One camp, led by acidheads like Timothy Leary, saw LSD as an instant trip 
to paradise. The other, in the tradition of 1947 anti-pot film Reefer 
Madness, vilified it as a drug that led users to commit suicide.

Both used LSD for their own purposes, Lee says.

"The mistake they made was in giving the drug inherent properties that 
caused specific experiences," Lee says. "I would say it's a non-specific 
amplifier of psychic and social processes," noting it's about time to 
revive medical research with LSD.

It's a notion he shares with many LSD fans, who have longed for the kind of 
serious study the drug saw in the past. Initially developed as a 
circulatory stimulant, in the '40s interest revived as some thought LSD 
could treat schizophrenia and mimic mental illness.

Sandoz Laboratories, the drug's sole producer, marketed LSD as a 
psychiatric cure-all and hailed it as the silver bullet for everything from 
schizophrenia to crime, sexual "perversion" to alcoholism.

During a 15-year period after 1950, LSD research generated about 1,000 
scientific papers, several dozen books, and six international conferences, 
research by the U.S. Drug Enforcement Administration notes.

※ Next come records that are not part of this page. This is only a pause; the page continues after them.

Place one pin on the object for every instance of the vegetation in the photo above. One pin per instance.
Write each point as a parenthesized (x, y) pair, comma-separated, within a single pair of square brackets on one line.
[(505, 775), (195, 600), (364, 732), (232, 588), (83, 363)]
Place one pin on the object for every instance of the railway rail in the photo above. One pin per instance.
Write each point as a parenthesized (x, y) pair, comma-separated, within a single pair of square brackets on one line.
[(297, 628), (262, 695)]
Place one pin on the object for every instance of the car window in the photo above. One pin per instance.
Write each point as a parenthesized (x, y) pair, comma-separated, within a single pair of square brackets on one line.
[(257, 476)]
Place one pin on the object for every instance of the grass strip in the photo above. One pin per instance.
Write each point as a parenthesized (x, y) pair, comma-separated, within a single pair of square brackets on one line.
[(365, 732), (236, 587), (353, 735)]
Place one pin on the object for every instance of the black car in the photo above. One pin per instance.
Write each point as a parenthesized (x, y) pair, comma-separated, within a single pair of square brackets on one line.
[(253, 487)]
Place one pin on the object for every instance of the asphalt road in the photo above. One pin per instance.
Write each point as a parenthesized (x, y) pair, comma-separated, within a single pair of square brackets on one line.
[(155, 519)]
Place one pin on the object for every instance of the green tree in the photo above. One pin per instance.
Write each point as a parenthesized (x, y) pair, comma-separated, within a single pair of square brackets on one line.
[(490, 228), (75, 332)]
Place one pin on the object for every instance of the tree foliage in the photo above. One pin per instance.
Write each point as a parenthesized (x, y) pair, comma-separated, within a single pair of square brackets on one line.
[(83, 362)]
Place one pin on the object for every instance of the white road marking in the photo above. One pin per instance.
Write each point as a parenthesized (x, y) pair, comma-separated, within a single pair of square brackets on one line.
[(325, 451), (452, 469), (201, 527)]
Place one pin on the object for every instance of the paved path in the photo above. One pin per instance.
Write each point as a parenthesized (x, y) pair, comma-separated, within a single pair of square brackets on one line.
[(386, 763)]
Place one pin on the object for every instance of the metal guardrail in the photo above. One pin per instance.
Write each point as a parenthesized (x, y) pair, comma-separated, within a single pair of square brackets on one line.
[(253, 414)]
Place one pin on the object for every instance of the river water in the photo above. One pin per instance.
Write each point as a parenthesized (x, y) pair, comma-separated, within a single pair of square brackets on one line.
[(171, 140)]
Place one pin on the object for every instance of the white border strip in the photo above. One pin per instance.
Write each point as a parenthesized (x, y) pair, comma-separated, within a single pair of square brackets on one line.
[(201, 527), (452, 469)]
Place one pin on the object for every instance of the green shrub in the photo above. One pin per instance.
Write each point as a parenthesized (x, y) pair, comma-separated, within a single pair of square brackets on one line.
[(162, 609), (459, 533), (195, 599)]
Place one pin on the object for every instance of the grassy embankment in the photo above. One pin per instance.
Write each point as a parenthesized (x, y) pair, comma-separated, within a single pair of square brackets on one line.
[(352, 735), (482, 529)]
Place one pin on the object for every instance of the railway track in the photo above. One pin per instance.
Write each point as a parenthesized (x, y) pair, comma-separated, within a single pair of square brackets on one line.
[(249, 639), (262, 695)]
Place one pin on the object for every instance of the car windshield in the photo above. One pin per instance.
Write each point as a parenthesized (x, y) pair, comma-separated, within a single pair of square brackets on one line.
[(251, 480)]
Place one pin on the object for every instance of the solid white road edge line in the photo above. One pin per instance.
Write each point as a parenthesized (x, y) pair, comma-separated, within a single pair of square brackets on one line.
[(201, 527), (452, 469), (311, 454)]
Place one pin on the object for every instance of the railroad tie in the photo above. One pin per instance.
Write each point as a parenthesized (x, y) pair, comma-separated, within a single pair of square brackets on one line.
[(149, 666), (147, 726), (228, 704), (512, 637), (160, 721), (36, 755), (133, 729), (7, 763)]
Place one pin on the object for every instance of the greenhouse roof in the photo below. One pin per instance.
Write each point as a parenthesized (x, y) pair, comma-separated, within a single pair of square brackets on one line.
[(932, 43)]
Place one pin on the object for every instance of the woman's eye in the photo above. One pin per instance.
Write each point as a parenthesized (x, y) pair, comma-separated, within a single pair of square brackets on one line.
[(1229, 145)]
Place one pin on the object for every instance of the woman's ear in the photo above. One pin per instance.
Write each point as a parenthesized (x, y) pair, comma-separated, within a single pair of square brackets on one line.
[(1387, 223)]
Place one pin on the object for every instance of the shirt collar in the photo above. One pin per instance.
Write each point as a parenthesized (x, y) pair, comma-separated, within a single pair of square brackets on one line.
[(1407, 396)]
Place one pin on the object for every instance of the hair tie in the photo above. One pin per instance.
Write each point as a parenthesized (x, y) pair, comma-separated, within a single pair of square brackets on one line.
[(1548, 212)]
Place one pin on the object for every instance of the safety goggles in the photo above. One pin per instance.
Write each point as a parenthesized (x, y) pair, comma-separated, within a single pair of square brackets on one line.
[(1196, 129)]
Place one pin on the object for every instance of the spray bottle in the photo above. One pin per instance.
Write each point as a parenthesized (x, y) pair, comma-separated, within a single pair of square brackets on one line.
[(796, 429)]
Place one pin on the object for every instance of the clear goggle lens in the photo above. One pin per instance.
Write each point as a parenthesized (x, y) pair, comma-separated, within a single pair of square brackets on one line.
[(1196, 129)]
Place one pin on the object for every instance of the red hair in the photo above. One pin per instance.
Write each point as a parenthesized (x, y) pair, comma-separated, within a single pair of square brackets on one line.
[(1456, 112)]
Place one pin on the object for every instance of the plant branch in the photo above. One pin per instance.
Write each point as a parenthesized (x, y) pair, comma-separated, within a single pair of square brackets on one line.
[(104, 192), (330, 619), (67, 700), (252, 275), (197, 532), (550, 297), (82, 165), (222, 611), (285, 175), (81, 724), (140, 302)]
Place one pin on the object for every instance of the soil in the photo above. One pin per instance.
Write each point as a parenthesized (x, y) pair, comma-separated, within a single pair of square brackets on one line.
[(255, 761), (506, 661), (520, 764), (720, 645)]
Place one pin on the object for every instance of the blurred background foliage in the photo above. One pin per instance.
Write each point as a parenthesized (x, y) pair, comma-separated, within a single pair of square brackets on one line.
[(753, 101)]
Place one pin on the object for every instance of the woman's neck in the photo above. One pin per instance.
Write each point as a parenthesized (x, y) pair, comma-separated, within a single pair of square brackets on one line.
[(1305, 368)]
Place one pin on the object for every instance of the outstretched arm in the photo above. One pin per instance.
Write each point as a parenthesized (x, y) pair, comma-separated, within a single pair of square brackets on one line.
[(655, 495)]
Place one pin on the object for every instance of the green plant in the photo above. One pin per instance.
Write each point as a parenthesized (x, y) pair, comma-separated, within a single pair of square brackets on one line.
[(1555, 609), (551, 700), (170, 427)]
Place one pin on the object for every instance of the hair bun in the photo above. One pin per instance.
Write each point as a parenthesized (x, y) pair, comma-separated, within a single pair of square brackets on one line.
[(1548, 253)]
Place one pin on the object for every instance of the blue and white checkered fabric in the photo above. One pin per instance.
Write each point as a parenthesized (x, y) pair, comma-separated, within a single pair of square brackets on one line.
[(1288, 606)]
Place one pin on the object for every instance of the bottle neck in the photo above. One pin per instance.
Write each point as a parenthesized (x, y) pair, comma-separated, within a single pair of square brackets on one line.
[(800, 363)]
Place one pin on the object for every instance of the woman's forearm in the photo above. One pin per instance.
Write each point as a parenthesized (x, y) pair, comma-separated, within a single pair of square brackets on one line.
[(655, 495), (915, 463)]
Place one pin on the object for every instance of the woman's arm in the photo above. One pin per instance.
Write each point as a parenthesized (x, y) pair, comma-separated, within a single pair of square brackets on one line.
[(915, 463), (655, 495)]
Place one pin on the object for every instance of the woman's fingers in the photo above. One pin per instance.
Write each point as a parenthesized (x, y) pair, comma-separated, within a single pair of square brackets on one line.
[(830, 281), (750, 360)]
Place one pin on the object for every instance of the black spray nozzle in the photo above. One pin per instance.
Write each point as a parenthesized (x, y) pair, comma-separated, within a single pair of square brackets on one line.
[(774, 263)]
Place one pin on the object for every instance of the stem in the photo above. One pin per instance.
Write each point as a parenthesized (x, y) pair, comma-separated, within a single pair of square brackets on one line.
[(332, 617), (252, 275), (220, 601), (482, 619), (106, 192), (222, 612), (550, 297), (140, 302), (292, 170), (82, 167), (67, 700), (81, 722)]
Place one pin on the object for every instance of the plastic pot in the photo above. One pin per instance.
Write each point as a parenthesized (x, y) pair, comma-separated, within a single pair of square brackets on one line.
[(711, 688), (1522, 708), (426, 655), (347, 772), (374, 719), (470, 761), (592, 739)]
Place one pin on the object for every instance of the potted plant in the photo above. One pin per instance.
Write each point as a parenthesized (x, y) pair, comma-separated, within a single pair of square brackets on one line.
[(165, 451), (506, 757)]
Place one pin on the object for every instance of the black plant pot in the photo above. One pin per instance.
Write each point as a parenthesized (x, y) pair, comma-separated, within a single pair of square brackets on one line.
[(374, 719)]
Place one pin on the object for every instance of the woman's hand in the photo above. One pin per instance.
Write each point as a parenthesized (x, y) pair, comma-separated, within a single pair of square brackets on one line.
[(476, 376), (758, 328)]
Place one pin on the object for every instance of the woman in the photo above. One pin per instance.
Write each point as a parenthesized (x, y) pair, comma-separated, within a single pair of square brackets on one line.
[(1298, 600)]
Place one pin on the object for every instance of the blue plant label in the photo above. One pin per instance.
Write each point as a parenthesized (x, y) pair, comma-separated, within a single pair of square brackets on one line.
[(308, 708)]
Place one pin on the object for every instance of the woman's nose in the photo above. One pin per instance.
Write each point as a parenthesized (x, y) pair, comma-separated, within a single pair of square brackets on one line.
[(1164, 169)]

It was prescribed as medicine to some 40,000 patients but, by 1980, new 
restrictions, decreased funding and poor research results saw it largely 
shelved. Today, no human research is being conducted with LSD in Canada, 
and several recent studies note its link to panic attacks and flashbacks.

But LSD, once the daily bread in the crowd that tracked the Grateful Dead, 
still has its die-hard supporters. Without coincidence, one is Halifax 
Deadhead Connie Littlefield. In May, she finished a National Film 
Board-funded documentary about the drug's discovery, entitled Hofmann's Potion.

Her 56-minute film will play at Portland's Bicycle Day this week, as well 
as at Mind States IV, a conference addressing "altered consciousness" in 
Berkeley, Calif. starting May 23.

"I-think everything we learn on LSD is real. I think there's value in 
exploring it and we should listen to doctors who say it's the greatest tool 
for unlocking the mysteries of the mind," says Littlefield, 40, whose film 
will visit Toronto's John Spotten Cinema May 8.

But Gruhl, the retired Hamilton drug cop, simply doesn't buy it.

"That would be nonsense. You don't need to get me started, but it's no 
different than saying marijuana should be legalized, because it's a very 
dangerous narcotic. And there's nothing good about it - it's only evil."